轟.隆.隆…”轟鳴的雷聲響徹云霄,元勍立于廊下看著幾道閃電自墨黑的云團中劈向大地“噠.”一滴、兩滴..如注暴雨落在地上,取代了雨點落地發出的敲打聲改為了噼里啪啦的擊打聲。
草木泥土的氣息隨著雨水落下而騰空,她仰頸看著這場醞釀已久的夏日暴雨形成的雨幕,山中各處都修有排水設施,對可能會成災的暴雨有所防范。正如此時順著屋檐流下的雨水落地后會順著定安堂西側的排水道流出,這排水道最終會流向山中的溝渠,經溝渠排向山溪最終流入江中,因此不論是多大的暴雨山中眾人都不會受暴雨的影響。
在元勍欣賞著這場夏日暴雨的時候她察覺到云歌已蘇醒,心中的巨石頓時落地,距云歌在紫竹林中被葉長寅以鈴鐺攝取精神力至今已有三日,云歌的神識完全陷入識海之中,可見尋常妖族若被攝取了精神力便再難自保。

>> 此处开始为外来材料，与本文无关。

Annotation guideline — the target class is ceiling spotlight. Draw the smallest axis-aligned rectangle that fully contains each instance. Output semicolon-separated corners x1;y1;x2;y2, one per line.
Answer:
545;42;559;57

“這雨下得真是及時”云歌在元勍的左側站定后溫聲說著,她伸出右手用掌心接著不斷落下的雨滴,充滿了力量的雨滴落在她的掌心之中,西荒極少會下雨,與她而言這是難得一見的風景。
“當心傷著”元勍見云歌嘴角微微上揚地笑著,是偶見如此雨勢正覺得有趣,她溫聲說著伸出左手,掌心向下地捉著云歌的左手,將云歌的手收回后緊緊地握著。
如此激烈的暴雨若只下一日自然是難得一見的風景,若是連綿數日乃至數旬便會釀成天災,她由衷地希望這場雨下上一兩日即可,多了便有人要遭難。
“我睡了幾日?”云歌抬眸看向烏黑的天空,正估算著自己沉睡的時日,雨水像斷了線的珠子撒向大地,精神力的損失對她的影響極為大,盡管她在元勍的相助下得回了自己的精神力仍需要休眠以恢復自身的力量,那件法器可承載的力量確實極為可怖。
“不多不少,正好三日”元勍握著云歌冰涼的手掌輕聲應道,雨水打濕的手掌濕噠噠的,因這場突來的暴雨空氣中充斥著泥土的氣息,在寂靜的廊下賞雨亦是一樁趣事。
“給”元勍松開了自己握著云歌的左手,她掌心向上地將這些時日積存的情緒送到云歌的面前,近半是陰郁的情緒。
“嗯”云歌平和地從喉嚨間發出了這一個肯定的音,她抖了抖自己吸附在手臂上的衣袖,伸手取過元勍左手掌心之上的情緒送到嘴邊,張口吞咽而下,在服下這團蘊藏喜怒哀樂的情緒后她頓覺耳清目明。魘族以精神力見長,對情緒的依賴尤甚,這段時日內她消耗多于攝取,想來也有這樣的問題在其中。
“呼..”突來的一股邪風將直線掉落的雨水刮進廊下,令元勍措手不及地抬起右臂試圖替云歌擋雨,奈何這雨水像潮水般洶涌地撲來,她二人上身的衣衫頓時濕透,好不狼狽。
“你看我們像不像兩只落湯雞?”元勍看著雨水令她和云歌都狼狽得不像話,索性便不理這雨會下得多大,她笑吟吟地抖了抖濕透了的衣袖,問著云歌。
“雨水濕身易感染風寒”云歌見元勍苦中作樂的模樣,不禁抿著嘴角無奈地笑道,她率先想到的是感染風寒后的種種病狀,元勍怕喝苦藥感染風寒必是要佐以湯藥調養身體。